Income Tax Jitters in The Bahamas Following IMF Recommendation
NASSAU, The Bahamas, Friday September 22, 2017 – An International Monetary Fund (IMF) proposal for The Bahamas to implement a low rate income tax has drawn a mixture of skepticism, approval and downright rejection.
Following its Article IV consultation with the Hubert Minnis administration, the Washington-based financial body urged the Government to implement a “low rate income tax” to improve taxation system fairness and replace revenue lost, as customs tariffs are slashed as a result of the Bahamas’ international trade commitments to the European Union (EU) and, possibly, the World Trade Organization (WTO).
It argued that the move would also “make the tax system more progressive and help protect infrastructure and social spending”.
However, former Finance Minister James Smith has urged the Government to tread cautiously, warning there must be full analysis of the proposal.
Smith told the Tribune newspaper that the Bahamas is a country “built on tax evasion” and citizens were not likely to buy in with enthusiasm.
“It’s an interesting discussion to have, but the Bahamas – given its historical status on taxation – needs to be very careful on the way forward.”
“There are a lot of issues involved in this, not the least of which is the administrative machinery. The net effect ought to be positive once you’ve taken a decision. You don’t want to introduce a new tax because it’s fashionable,” he said.
Smith got strong support from Managing Partner of Deloitte & Touche (Bahamas), Raymond Winder, who said the country must have a clear understanding of how it would impact the overall economy.
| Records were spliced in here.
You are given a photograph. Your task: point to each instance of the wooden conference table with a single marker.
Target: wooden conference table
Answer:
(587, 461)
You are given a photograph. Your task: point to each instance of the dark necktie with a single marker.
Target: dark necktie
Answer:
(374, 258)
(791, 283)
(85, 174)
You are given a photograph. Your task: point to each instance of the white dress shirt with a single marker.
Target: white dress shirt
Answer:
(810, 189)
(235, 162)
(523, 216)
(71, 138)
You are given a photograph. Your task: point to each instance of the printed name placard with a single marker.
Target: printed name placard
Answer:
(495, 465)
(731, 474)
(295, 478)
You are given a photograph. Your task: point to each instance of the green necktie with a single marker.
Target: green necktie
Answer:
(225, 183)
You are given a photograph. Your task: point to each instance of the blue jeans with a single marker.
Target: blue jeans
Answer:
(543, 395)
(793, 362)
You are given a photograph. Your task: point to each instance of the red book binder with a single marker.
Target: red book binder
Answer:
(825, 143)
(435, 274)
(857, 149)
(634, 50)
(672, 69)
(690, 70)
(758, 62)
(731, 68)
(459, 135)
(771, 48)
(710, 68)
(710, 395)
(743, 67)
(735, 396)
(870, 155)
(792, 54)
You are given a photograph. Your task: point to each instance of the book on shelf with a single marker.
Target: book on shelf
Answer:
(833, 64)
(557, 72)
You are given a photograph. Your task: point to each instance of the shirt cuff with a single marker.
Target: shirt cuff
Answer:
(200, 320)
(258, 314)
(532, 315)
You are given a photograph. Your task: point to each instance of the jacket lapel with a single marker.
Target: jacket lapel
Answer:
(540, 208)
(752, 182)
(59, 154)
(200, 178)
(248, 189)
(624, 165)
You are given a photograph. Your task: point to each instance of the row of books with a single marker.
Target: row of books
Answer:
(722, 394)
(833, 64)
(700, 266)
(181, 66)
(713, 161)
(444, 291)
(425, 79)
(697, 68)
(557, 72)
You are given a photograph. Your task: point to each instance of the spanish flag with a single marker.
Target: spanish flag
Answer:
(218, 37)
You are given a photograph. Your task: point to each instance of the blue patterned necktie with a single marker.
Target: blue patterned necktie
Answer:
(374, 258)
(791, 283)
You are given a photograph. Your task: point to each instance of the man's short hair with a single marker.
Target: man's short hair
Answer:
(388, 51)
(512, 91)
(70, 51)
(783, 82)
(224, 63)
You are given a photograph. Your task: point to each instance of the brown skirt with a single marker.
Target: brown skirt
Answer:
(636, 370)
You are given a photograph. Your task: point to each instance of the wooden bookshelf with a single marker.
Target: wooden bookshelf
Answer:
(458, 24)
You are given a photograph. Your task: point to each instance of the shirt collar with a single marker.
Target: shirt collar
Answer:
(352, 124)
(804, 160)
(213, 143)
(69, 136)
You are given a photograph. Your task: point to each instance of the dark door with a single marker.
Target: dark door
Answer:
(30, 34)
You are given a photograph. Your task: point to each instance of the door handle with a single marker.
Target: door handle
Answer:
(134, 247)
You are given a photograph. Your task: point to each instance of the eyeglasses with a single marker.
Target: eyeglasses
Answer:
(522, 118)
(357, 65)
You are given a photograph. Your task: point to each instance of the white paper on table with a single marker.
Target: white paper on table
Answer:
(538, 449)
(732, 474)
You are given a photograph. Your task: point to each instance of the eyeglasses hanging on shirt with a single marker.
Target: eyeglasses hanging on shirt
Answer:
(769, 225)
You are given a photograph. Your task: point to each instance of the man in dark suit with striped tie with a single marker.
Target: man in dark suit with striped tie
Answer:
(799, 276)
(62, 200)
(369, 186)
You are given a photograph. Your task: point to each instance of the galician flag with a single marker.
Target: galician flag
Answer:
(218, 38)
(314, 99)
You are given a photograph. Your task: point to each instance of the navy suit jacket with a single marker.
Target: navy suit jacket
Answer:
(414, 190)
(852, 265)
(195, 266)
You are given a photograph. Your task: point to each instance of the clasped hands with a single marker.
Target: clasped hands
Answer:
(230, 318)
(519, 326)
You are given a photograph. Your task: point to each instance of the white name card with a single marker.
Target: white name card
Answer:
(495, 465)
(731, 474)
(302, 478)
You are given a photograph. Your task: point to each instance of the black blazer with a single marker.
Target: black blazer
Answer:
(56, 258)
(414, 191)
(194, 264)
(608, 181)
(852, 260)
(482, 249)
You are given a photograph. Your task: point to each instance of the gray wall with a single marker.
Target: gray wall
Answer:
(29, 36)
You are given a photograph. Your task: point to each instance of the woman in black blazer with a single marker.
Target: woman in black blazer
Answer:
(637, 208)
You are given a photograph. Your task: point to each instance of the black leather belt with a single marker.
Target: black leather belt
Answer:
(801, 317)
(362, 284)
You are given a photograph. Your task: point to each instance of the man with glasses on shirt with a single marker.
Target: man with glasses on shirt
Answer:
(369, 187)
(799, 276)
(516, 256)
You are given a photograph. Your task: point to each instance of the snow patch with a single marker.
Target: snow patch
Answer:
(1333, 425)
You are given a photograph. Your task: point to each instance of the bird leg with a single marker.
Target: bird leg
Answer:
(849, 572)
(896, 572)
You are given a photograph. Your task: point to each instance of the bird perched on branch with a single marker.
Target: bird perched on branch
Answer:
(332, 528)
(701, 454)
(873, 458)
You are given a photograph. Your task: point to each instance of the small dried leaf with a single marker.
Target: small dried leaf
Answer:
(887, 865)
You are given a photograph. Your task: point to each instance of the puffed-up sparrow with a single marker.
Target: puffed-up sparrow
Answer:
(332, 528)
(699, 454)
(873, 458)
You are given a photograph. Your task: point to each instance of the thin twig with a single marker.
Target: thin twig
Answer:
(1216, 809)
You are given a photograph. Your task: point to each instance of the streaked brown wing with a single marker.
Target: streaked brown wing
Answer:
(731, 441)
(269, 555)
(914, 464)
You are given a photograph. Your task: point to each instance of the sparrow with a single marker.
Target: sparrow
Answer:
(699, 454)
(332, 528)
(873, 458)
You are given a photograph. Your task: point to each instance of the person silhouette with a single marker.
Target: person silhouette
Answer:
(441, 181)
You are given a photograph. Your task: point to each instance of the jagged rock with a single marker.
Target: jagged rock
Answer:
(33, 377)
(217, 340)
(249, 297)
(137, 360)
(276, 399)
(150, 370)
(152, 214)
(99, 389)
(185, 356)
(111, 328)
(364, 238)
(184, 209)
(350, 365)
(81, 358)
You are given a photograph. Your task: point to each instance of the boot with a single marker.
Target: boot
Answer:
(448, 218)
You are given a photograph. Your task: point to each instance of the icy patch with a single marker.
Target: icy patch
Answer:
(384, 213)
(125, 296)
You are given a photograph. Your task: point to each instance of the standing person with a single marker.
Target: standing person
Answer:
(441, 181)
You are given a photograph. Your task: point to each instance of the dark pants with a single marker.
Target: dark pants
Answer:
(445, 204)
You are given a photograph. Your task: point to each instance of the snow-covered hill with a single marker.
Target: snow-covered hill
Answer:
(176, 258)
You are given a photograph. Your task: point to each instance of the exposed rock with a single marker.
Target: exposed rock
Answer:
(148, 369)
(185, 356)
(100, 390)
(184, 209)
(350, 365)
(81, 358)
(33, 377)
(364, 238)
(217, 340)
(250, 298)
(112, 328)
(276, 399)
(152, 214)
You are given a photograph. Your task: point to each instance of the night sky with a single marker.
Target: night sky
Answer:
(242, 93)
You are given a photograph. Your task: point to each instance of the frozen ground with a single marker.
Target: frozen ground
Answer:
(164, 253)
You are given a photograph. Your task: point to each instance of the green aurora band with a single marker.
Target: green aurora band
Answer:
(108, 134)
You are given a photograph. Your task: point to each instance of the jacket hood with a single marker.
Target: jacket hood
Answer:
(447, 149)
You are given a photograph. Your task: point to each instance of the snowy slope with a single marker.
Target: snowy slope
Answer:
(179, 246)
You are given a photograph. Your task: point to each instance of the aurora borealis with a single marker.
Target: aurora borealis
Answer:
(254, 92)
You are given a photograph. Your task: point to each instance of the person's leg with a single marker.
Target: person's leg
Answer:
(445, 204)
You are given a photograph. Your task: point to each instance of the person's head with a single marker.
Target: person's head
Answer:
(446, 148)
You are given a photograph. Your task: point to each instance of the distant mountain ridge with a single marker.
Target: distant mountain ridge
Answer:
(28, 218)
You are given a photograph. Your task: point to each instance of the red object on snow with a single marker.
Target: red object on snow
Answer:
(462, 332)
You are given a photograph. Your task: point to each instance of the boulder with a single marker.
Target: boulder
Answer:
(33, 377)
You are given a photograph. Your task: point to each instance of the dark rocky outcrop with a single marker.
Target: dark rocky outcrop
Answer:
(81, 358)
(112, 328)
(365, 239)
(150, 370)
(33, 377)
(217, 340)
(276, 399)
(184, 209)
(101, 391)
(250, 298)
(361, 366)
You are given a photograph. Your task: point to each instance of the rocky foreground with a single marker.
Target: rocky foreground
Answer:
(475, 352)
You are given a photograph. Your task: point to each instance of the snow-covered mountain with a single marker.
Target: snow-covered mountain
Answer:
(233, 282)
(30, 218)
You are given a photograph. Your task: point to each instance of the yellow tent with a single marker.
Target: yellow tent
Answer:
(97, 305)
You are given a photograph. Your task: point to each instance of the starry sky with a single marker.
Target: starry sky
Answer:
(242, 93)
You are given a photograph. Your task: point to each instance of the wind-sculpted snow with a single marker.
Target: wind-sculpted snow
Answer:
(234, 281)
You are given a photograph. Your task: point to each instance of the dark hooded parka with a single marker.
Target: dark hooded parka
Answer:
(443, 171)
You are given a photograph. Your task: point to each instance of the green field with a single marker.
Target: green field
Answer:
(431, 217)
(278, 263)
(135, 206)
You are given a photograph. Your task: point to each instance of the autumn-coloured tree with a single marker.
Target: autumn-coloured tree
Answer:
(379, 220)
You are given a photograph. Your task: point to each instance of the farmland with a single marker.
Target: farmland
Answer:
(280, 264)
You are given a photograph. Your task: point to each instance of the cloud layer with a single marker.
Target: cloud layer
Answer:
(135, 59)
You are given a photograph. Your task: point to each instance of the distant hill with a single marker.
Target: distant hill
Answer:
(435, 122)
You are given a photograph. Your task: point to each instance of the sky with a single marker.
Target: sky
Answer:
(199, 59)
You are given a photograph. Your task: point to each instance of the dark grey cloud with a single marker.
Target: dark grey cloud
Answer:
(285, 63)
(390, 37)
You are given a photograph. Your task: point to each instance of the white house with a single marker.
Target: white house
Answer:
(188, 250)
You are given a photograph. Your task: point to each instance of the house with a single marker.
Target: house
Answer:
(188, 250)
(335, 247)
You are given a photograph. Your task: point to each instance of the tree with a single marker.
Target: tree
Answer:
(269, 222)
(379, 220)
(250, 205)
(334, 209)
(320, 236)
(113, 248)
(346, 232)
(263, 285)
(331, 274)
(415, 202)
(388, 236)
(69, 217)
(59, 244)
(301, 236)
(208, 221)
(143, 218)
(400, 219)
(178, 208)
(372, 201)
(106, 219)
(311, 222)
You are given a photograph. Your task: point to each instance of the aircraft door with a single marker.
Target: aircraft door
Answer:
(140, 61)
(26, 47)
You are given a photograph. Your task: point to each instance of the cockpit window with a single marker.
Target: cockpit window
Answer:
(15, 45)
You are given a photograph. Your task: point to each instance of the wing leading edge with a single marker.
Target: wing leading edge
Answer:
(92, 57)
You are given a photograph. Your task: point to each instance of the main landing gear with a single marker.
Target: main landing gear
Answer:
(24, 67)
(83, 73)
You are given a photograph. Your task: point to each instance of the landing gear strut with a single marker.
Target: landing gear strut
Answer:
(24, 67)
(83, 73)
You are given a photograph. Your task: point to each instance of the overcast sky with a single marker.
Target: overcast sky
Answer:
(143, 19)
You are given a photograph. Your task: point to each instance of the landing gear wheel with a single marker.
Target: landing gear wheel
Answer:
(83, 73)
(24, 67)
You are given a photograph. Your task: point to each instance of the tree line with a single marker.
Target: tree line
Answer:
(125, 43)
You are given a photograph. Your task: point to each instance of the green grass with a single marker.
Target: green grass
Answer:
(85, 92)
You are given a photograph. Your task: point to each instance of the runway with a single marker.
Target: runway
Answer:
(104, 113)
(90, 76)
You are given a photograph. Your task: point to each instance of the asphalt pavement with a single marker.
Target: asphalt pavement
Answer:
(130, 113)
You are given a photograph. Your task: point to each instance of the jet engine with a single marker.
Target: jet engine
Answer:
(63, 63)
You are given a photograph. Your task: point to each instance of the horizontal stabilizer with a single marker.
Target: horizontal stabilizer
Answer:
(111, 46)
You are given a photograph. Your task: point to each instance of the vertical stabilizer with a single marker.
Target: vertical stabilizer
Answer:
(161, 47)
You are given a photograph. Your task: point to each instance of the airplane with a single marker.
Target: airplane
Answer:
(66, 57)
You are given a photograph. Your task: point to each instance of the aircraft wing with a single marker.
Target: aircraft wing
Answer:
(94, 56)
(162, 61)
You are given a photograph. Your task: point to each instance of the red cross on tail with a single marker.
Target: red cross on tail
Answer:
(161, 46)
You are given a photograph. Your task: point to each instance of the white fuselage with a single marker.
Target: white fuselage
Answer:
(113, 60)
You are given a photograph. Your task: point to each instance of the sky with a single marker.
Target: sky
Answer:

“We need to use taxation as a means of collecting revenue, but also as a means of incentivizing the development of industries and certain transactions for the economy. It’s also difficult to take into consideration one aspect of taxation without considering all the taxes the Bahamas currently uses.
“Before we move in that direction [income tax], studies need to be done; not only to seek additional revenue, but spur momentum in certain industries. The Government ought to be wise and take a look at every tax being utilized in the Bahamas before we move in any one direction,” Winder warned.
However, if financial services entrepreneur Paul Moss had his way, the Bahamas government would introduce the tax.
He described the IMF proposal as “spot on”, arguing that the country’s “no tax” platform is not working for the Bahamas which projects itself as a leading financial services jurisdiction.
Insisting tax competition was the way of the future, he suggested that Bahamas was at risk of losing business to jurisdictions such as the Cayman Islands, Bermuda and others.
Key local business players have however rejected the recommendation.
Robert Myers, a principal with the Organization for Responsible Governance (ORG), blasted the idea of new and/or increased taxes as “short-sighted and irresponsible” given the Bahamas’ present economic and fiscal condition.
“Adding any further taxes ahead of the Government’s [planned fiscal] reform is unacceptable, and the suggestion of it is downright irresponsible.
“In effect, what the IMF suggests by this is that if the Government taxes its citizens more the IMF will lend it more money. The Government does not need more money; it needs to learn how to live within its means, like the rest of us.”
At the same time, President of the Chamber of Commerce and Employers’ Confederation, Michael Maura charged that the introduction of an income tax would be disastrous.
“To introduce a new tax at a time when the cost of living is unbearable, at a time when a small business can hardly keep its doors open, would be destructive.”